Static vs non-static behavior in Java - Performance Comparison
We want to see how static and non-static parts of Java code affect how long it takes to run.
How does using static or non-static change the work done as input grows?
Analyze the time complexity of the following code snippet.
public class Example {
static int staticCounter = 0;
int instanceCounter = 0;
public static void staticMethod(int n) {
for (int i = 0; i < n; i++) {
staticCounter++;
}
}
public void nonStaticMethod(int n) {
for (int i = 0; i < n; i++) {
instanceCounter++;
}
}
}
This code has a static method and a non-static method, each looping n times to update counters.
Look at the loops that repeat work.
- Primary operation: The for-loops in both methods that run n times.
- How many times: Each loop runs exactly n times, increasing counters.
As n grows, the number of times the loop runs grows the same way for both methods.

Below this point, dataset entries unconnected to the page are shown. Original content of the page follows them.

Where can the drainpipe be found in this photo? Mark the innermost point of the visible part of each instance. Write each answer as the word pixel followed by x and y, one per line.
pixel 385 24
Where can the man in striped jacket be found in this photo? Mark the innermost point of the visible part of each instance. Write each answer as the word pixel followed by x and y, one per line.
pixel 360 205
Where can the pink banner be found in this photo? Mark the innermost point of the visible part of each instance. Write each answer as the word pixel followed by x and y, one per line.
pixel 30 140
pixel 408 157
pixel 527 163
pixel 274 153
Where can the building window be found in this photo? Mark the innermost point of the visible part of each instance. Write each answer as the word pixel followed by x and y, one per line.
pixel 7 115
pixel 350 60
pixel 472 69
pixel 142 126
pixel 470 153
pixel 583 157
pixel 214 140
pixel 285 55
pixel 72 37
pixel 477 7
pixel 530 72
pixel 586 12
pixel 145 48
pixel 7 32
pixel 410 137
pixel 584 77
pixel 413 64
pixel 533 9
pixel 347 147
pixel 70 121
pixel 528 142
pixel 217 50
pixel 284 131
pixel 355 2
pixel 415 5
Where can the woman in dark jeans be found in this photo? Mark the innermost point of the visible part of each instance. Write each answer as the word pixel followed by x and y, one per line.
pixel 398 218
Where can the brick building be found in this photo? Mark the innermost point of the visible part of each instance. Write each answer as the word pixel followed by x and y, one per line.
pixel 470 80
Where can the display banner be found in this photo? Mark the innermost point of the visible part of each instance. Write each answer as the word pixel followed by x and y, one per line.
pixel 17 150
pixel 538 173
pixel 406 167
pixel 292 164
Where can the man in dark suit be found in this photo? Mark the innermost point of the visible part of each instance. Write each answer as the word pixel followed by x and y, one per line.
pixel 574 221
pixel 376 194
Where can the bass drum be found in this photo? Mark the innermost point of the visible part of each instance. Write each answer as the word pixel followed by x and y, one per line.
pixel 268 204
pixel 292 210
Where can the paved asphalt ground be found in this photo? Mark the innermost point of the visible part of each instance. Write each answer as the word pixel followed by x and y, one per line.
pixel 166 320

| Input Size (n) | Approx. Operations |
|---|---|
| 10 | 10 increments |
| 100 | 100 increments |
| 1000 | 1000 increments |
Pattern observation: The work grows directly with n, whether static or not.
Time Complexity: O(n)
This means the time to run grows in a straight line as n gets bigger, for both static and non-static methods.
[X] Wrong: "Static methods always run faster or take less time than non-static methods."
[OK] Correct: The time depends on what the method does, not just if it is static. Both methods here do the same loop work, so they take similar time.
Understanding how static and non-static code runs helps you explain performance clearly and shows you know how Java works under the hood.
"What if the static method called the non-static method inside its loop? How would the time complexity change?"